Last month, I wrote a story for the Village Voice about the challenges facing early college schools, schools that partner with local universities to offer students a taste of college while they’re still in high school. One major challenge, I reported, is that the schools can’t always maintain space on or near the campus of their partner colleges, threatening the collaborations.
Last week, developments occurred at two of the schools I mentioned in the article that underscore the relationship between location and identity for early college schools. The Daily News reported that Middle College High School at LaGuardia Community College is likely to stay in its current home on the campus of the college because the Department of Education is moving to purchase the building. The real estate deal has not been finalized, but the department has come to an agreement with the owner, DOE spokesman Will Havemann told me on Friday.
Also on Friday, parents at an early college school in a different borough were responding to news about their school’s future location. A cadre of parents from Bronx Early College Academy traveled to City Hall Friday afternoon to protest a move planned for their school that would quadruple its distance from its partner college, Lehman College. The parents were protesting both the site, in the building of IS 166, a large middle school that is closing because of poor performance, and the process by which the DOE selected it, according to leader Annabel Wright, who estimated that about 20 parents made the trip to Lower Manhattan.

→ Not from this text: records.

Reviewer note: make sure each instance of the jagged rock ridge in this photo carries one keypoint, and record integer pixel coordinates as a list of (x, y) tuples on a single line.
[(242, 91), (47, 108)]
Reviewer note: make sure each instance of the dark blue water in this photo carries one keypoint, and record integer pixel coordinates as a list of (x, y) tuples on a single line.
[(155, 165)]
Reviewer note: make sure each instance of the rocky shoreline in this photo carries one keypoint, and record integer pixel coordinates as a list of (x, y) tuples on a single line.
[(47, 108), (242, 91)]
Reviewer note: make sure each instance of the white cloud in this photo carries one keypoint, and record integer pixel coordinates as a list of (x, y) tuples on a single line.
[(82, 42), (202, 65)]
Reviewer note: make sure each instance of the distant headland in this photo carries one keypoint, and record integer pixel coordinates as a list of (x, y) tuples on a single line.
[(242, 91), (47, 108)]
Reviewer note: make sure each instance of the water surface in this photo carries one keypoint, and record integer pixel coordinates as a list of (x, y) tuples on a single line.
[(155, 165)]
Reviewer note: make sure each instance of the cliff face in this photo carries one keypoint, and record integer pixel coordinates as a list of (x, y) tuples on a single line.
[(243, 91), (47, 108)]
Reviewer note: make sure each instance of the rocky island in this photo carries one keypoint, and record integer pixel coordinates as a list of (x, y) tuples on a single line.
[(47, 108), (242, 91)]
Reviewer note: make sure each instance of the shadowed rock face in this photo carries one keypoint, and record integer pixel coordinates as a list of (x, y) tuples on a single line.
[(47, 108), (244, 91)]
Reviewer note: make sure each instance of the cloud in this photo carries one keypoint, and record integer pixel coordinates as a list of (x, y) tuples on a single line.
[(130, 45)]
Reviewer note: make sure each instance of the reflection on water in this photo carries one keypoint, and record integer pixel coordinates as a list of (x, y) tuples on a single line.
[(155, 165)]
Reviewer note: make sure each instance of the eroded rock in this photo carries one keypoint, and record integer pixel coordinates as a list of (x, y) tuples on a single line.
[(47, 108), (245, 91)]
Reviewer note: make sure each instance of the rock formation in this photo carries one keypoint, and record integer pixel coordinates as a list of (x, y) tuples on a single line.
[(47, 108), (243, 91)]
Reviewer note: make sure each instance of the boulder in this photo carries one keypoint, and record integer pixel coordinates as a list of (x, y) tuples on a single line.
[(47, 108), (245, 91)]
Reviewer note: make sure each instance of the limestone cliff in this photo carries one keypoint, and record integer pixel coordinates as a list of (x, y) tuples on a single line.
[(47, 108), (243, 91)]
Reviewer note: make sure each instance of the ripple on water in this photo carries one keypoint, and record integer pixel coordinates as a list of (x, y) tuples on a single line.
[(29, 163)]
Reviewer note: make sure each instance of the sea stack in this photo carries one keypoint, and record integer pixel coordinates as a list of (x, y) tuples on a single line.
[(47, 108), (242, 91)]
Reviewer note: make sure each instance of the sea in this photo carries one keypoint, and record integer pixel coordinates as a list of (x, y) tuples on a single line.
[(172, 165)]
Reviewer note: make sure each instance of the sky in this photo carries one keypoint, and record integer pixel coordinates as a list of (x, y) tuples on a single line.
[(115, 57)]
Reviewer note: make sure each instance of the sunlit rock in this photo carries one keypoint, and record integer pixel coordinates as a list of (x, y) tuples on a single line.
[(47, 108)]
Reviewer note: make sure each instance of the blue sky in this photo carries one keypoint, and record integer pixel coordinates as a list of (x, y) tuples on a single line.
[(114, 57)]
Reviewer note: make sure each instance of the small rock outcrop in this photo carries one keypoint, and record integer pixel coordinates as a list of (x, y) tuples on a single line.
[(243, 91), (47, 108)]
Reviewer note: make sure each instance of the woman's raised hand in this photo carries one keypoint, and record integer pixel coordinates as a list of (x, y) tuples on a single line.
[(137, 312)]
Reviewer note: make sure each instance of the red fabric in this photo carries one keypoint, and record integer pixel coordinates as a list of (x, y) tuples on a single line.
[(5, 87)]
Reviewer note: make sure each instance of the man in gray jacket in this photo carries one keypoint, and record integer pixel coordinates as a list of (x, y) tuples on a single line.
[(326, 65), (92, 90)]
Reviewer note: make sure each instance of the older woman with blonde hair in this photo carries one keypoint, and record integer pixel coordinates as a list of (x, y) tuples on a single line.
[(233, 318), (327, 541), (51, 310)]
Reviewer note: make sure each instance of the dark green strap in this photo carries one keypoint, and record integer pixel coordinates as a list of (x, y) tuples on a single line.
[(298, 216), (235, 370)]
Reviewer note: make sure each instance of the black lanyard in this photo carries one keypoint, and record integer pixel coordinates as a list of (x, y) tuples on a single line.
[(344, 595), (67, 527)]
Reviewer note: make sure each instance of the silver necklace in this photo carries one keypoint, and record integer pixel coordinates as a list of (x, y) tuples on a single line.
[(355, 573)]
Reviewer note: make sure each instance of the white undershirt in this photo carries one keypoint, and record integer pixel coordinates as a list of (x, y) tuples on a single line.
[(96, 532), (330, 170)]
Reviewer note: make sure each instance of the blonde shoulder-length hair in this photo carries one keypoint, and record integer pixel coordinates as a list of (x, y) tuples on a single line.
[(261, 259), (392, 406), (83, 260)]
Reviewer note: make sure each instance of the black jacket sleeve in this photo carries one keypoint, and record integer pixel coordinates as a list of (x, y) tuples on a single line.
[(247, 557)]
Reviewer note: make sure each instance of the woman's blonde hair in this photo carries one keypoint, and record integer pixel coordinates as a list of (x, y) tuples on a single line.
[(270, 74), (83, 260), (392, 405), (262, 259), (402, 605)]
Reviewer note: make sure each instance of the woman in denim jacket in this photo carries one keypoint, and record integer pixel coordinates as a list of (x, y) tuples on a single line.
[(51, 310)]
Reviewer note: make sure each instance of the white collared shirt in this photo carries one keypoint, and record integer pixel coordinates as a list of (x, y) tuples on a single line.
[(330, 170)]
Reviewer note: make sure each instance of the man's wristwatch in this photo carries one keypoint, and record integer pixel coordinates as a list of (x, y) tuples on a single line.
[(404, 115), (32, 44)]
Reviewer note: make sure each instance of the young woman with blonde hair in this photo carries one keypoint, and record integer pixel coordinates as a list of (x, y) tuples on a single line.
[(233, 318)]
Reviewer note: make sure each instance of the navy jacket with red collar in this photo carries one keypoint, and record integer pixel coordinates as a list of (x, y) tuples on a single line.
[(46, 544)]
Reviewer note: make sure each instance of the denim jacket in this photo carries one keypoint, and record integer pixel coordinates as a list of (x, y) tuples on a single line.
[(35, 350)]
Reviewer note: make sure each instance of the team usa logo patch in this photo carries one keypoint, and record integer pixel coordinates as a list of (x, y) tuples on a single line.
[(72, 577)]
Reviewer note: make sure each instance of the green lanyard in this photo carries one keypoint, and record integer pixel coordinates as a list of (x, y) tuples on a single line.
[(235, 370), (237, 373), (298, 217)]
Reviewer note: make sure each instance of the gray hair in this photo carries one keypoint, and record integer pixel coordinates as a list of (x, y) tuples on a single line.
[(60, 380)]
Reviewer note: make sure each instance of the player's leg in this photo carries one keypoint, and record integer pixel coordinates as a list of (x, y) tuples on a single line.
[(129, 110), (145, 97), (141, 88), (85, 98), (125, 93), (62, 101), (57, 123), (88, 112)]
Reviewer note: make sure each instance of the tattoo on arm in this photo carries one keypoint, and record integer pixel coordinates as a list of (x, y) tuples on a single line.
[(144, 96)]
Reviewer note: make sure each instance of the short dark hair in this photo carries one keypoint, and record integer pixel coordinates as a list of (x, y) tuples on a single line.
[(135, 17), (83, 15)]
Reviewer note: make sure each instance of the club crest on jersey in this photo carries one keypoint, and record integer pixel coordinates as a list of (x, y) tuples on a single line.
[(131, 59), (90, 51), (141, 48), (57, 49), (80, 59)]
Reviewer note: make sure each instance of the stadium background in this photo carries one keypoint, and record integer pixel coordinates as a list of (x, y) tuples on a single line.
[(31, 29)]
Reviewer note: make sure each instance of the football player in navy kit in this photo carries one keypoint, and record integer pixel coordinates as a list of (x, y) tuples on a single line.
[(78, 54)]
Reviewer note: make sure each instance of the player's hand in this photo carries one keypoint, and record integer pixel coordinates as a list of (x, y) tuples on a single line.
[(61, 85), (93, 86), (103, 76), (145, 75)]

BECA parents say the new site won’t allow for a robust collaboration between the school and Lehman College. Parent Annabel Wright, who said she chose the school because of its early college model, told me the commute by DOE-provided bus between IS 166 and Lehman will take a big chunk out of BECA’s extended school day, which runs until 4:30 p.m. (She estimated that the commute, with traffic, could take more than half an hour each way. Mapquest.com says the drive should take about 15 minutes each way.)
Wright, who said she chose BECA because of its early college model, told me she though the school’s newly strong leadership would not be able to make up for the distance. “I feel like there will be success, but it doesn’t allow for the ultimate success of what can happen in this program,” she said.
In my Village Voice article, I quoted the principal of a college-partnered school in Staten Island, who told me that commuting by bus and car to their classes at the College of Staten Island hasn’t been a problem for her students. And Cass Conrad, who heads the early college initiative for the City University of New York, told me she hoped that schools and colleges would develop innovative solutions for the logistical problems posed by distance.
Wright and another BECA parent I spoke to, Ibrahim Bah, also said they were disappointed that the DOE chose the site before they had a change to visit it. Havemann said the engagement process about the new site had long preceded the DOE’s decision to move BECA into the IS 166 building. Last year, the Post reported that BECA parents had been told that the school might not be able to add high school grades unless it found a larger site. The space that the school is vacating in Riverdale is being turned into an annex space for an overcrowded elementary school there, the Riverdale Press reported back in January.
Wright said BECA should never have been put in the position of being given a location that’s far away from Lehman College. “When this school was in development four years ago, there should have been a permanent plan,” she said. “[The DOE is] opening all these schools with great programs. They need to think about the sites.”
CORRECTED: The original version of this post incorrectly identified the name of the school where BECA is moving.